JAKARTA, KOMPAS.com - Salah satu saksi dalam persidangan kerusuhan 21-22 Mei, Waliaji mengungkapkan bahwa Gedung Bawaslu mengalami kerusakan hingga mengalami kerugian berkisar Rp 97 juta akibat kerusuhan yang terjadi selama dua hari.
Adapun Waliaji adalah saksi yang dihadirkan jaksa penuntut umum untuk terdakwa Ahmad Abdul Syukur. Ia juga menjabat sebagai kepala bagian umum Bawaslu.
"Totalnya kerugian sampai Rp 97 juta.

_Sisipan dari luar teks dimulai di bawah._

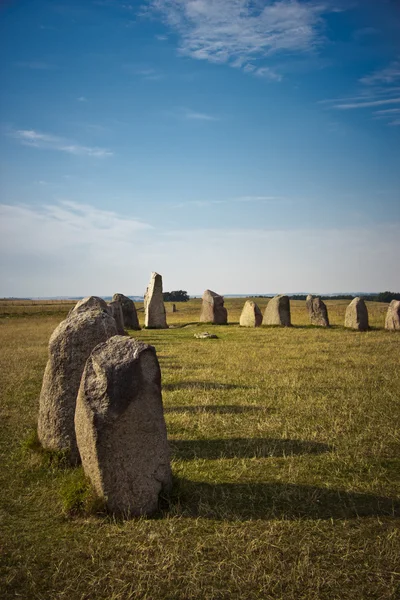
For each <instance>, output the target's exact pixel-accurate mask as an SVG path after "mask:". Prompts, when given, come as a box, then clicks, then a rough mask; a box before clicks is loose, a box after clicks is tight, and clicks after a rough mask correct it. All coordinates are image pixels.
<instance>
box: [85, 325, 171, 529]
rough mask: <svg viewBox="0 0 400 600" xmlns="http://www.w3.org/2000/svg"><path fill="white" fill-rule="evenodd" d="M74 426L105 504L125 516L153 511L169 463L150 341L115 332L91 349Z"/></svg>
mask: <svg viewBox="0 0 400 600" xmlns="http://www.w3.org/2000/svg"><path fill="white" fill-rule="evenodd" d="M75 427H76V437H77V440H78V446H79V452H80V455H81V458H82V466H83V469H84V471H85V474H86V476H87V477H88V478H89V479H90V481H91V483H92V485H93V487H94V489H95V491H96V493H97V494H98V496H100V497H101V498H104V499H105V500H106V503H107V507H108V509H109V510H110V511H111V512H113V513H117V514H120V515H123V516H125V517H133V516H141V515H151V514H153V513H154V512H156V511H157V509H158V506H159V496H160V494H162V493H165V492H168V491H169V490H170V488H171V467H170V456H169V447H168V441H167V429H166V425H165V420H164V413H163V405H162V397H161V371H160V366H159V364H158V360H157V355H156V351H155V348H153V346H149V345H147V344H144V343H143V342H139V341H137V340H134V339H132V338H127V337H121V336H116V337H113V338H111V339H110V340H108V341H107V342H105V343H104V344H100V345H99V346H97V347H96V348H95V349H94V350H93V352H92V354H91V355H90V357H89V359H88V361H87V363H86V367H85V371H84V373H83V376H82V382H81V386H80V389H79V394H78V399H77V405H76V414H75Z"/></svg>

Itu untuk benerin dua AC cassete, taman, kaca jendela luar bawaslu, dan pengecatan tembok," ujar Waliaji di Pengadilan Negeri Jakarta Pusat, Rabu (28/8/2019).

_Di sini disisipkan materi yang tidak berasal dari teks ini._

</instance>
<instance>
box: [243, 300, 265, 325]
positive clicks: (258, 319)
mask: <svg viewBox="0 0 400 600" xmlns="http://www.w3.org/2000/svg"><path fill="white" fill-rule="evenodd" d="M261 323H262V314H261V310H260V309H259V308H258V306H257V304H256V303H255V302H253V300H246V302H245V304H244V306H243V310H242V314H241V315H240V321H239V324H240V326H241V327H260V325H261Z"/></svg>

Waliaji mengatakan, pada 21 Mei ia pulang dari Gedung Bawaslu menuju ke rumahnya. Namun, saat itu ia melihat bahwa demonstran telah memenuhi area sekitar Bawaslu.
Setelah hari mulai malam, ia pun melihat kerumunan massa di depan gedung Bawaslu.
Demonstran melemparkan batu, bom molotov, dan botol ke arah aparat kepolisian yang saat itu berjaga di depan Bawaslu.
Namun, saat itu tak ada korban di dalam GEdung Bawaslu. Sebab, kala itu pegawai wanita diliburkan.
Keesokan harinya setelah kembali datang ke Kantor Bawaslu, Waliaji melihat kantornya sudah rusak.
"Jadi massa yang dari Kebon Sirih terus melemparkan bom dan batu ke arah petugas dan mengenai kaca jendela dua Bawaslu, AC rusak, sama taman," ucap Waliaji.
Ia mengatakan, kini fasilitas Bawaslu itu telah diperbaiki dan dapat digunakan kembali.
"Sudah diperbaki pakai uang negara," ucapnya.
Adapun saat ini ada sebanyak 12 terdakwa kerusuhan 21-22 Mei kembali menjalani persidangan di Pengadilan Negeri Jakarta Pusat, Rabu (28/8/2019).
Agenda persidangan hari ini adalah pemeriksaan saksi yang dibawa oleh jaksa.
Sebelumnya, Ahmad Abdul Syukur didakwa menyebar kebencian atau permusuhan karena telah mengirim pesan yang berbau sentimen suku, agama, ras, dan antargolongan (SARA) ke akun grup WhatsApp-nya.
Ahmad Abdul Syukur diketahui adalah mahasiswa simpatisan pasangan calon presiden dan wakil presiden nomor urut 02 Prabowo Subianto-Sandiaga Uno yang ikut dalam aksi 21-22 Mei.
Pesan ujaran kebencian itu ia sampaikan dua kali ke grup WhatsApp kampusnya.
Selain menyebar ujaran kebencian, Abdul dan 11 orang terdakwa lainnya didakwa ikut melakukan kekerasan terhadap aparat (polisi) yang berjaga saat kerusuhan 21-22 Mei.
Para terdakwa juga telah diperingati secara berulang-ulang dalam batas waktu yang disampaikan tidak segera pergi meninggalkan lokasi dan membubarkan diri.
Mereka juga berperan melemparkan batu, botol berisi batu petasan, hingga bom molotov ke arah aparat.
Selain melakukan kekerasan secara bersamaan, 12 terdakwa ini juga disebutkan merusak atribut aparat, mengganggu ketertiban umum, dan merusak fasilitas publik, yakni merusak kaca Gedung Bawaslu.
Jaksa mendakwa Abdul melanggar Pasal 28 Ayat 2 Undang-Undang Nomor 19 Tahun 2016 tentang Informasi atas perubauan Undang Undang Nomor 11 tahun 2008 tentang Informasi dan Transaksi Elektronika Jo Pasal 45 ayat 2 Undang-Undang No 19 tahun 2016 atas perubahan Undang-Undang No 11 tahun 2008 tentang informasi dan transaksi elektronik Jo Pasal 56 ayat 2 KUHP.
Kemudian, ia bersama 11 orang terdakwa lainnya juga didakwa Pasal 212 KUHP jo Pasal 214 (1) KUHP, Pasal 170 KUHP jo Pasal 56 Ayat 2 KUHP, Pasal 358 KUHP jo Pasal 56 Ayat 2 KUHP, dan Pasal 218 KUHP jo Pasal 56 (2) KUHP.
Sidang dilanjutkan tanggal 3 September 2019 dengan agenda pembacaan tuntutan.